Having offered this legal explanation. I must confess that there is more to life than just law. While Zambia remains a nation ruled by law rather than men, it is incumbent upon the leaders and the people to find a political solution to some contentious issues. Those who do not want Scott to lead a transition should do so without unnecessarily abusing the law as justification. The law is definitely on the side of Guy Scott. I am not too sure though whether the politics are on Scott’s side. I have tried to answer the legal question.
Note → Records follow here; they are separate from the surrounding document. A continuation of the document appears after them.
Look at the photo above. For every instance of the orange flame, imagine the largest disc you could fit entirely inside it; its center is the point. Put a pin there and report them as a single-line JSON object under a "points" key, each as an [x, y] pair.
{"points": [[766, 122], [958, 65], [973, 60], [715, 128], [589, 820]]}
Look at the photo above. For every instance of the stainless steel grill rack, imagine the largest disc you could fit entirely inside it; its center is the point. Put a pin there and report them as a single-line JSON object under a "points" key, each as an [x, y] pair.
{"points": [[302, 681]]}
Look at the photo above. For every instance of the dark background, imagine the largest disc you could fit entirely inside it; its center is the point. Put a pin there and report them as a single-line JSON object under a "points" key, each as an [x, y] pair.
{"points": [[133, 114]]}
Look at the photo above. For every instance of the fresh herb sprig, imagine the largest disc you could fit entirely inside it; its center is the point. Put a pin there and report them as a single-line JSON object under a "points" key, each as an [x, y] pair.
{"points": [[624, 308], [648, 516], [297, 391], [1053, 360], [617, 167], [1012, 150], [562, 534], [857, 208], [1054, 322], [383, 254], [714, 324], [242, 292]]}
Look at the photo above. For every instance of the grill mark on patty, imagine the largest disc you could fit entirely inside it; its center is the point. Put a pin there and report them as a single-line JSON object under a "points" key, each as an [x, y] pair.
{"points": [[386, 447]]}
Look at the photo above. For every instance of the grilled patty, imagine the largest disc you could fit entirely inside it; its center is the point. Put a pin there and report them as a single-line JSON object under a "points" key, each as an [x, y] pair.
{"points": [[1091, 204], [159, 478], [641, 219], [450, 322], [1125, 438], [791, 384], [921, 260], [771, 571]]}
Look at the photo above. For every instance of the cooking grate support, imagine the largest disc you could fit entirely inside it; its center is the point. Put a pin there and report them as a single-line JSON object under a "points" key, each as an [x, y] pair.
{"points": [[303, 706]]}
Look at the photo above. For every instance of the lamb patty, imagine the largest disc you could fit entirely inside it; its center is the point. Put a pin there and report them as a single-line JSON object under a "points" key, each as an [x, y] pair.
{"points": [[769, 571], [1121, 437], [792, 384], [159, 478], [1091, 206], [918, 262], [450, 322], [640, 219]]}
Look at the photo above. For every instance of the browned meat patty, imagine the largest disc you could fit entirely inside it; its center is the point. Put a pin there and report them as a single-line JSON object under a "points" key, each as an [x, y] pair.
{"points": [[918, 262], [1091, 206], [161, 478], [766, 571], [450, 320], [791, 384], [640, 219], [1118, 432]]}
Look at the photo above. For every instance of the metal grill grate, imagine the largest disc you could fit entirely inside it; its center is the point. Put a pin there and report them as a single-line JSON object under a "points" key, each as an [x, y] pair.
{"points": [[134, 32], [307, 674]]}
I will leave it up to the cabinet and the people of Zambia to answer the political question. At the end of the day, our nation should stand as one during this time of transition. May the soul of Michael Chilufya Sata rest in eternal peace.
Note: Those seeking specific legal advice should consult members of the Zambian bar. I am not a member of the Zambian bar. I am in the process of applying for a student-at-law status in the jurisdiction of Alberta, Canada. I hold an LLB (Honours) from England and have completed all coursework towards the award of an LLM degree from Northwestern University (Chicago, IL).